[RFC] Comments and questions

linux-mm.kvack.org archive mirror
 help / color / mirror / Atom feed

* [RFC] Comments and questions
@ 2013-01-21  3:43 paul.szabo
  2013-02-08  6:50 ` Johannes Weiner
  0 siblings, 1 reply; 2+ messages in thread
From: paul.szabo @ 2013-01-21  3:43 UTC (permalink / raw)
  To: linux-mm; +Cc: 695182

Many comments and questions:

In __alloc_pages_slowpath(), did_some_progress is set twice but only
checked after the second setting, so the first setting is wasted.

[Setting of MAX_PAUSE reported previously.]
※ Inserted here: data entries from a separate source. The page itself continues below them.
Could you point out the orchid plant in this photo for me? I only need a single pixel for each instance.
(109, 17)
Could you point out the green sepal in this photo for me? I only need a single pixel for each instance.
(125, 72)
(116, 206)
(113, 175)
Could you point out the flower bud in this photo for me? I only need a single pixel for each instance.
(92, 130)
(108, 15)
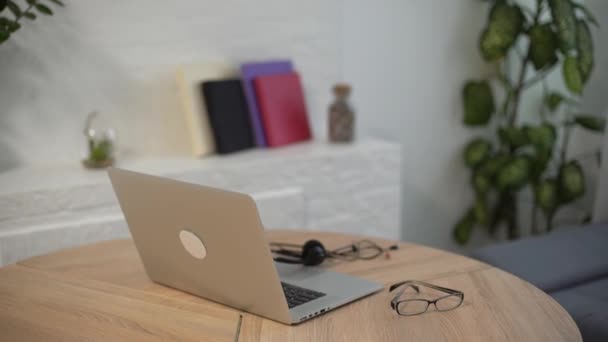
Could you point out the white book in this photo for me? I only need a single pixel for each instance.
(189, 80)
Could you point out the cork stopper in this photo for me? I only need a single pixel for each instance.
(342, 89)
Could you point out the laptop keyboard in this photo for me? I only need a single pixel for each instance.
(297, 295)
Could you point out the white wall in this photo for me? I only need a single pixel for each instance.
(407, 61)
(119, 57)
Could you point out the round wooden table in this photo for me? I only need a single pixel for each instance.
(100, 292)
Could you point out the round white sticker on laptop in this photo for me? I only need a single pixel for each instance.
(192, 244)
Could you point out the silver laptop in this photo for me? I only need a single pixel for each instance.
(210, 243)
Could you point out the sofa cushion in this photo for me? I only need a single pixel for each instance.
(554, 261)
(588, 306)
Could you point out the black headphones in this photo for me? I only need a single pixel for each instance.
(313, 253)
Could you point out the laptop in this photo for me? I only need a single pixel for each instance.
(210, 242)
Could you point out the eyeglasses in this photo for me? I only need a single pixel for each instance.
(417, 306)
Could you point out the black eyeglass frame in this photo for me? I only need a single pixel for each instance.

The setting of highmem_is_dirtyable seems used only to calculate limits
and threshholds, not used in any decisions: seems odd.

[Subtraction of min_free_kbytes reported previously.]

Sanity check of input values in bdi_position_ratio().

[Difference (setpoint-dirty) reported previously.]

Seems that bdi_max_pause() always returns a too-small value, maybe it
should simply return a fixed value.

A test in balance_dirty_pages() marked unlikely() observed to be quite
common.

Maybe zone_reclaimable() should return true with non-zero
NR_SLAB_RECLAIMABLE.

Seems that all_unreclaimable may be set wrongly or too early.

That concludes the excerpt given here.